Manitoba Business Hall of Fame
The Baranyks’ success is being recognized by JA Manitoba this year, with Pratts Wholesale being inducted in the Business Hall of Fame – an acknowledgment of a company’s growth, leadership skills and philanthropic efforts in Manitoba.
But it’s not just the late Leonard and Eleane being honoured – the entire family is receiving the award.
“We were very honoured, surprised and very honoured,” Lenny said. “We thought for sure it would be my parents, which they deserve very much so. But for us as well, Jason, Jeff, myself, three brothers, we’re very excited.”
An induction gala is being held June 24.
“I’m very proud,” Eleane said. We’ve worked very hard. My husband worked very hard. It’s too bad he’s not here today to see where we are.”

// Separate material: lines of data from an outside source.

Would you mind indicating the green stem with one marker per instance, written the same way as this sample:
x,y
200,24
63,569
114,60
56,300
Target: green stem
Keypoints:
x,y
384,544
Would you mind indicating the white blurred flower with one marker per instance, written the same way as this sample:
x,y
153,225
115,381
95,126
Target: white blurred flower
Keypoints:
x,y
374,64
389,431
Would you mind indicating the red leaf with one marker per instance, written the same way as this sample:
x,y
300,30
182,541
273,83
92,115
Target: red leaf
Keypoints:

Eleane credits the JA Manitoba program for sparking a real interest in business in the province.
“It takes time for people to get to where they want to go, but it’s an important step,” she said. “It gets them thinking, to start from the beginning where your life is gonna be. And it helps you and makes you think.”
Being successful in business is all about hard work, the Baranyks say.
“It’s like walking up that ladder,” said Eleane. “You’ll get there one day but it takes time, it’s not built overnight. It takes years.”
“Obviously study hard. Meet the right people,” added Lenny. “Never burn a bridge, you never know who you’re gonna run into the next day.”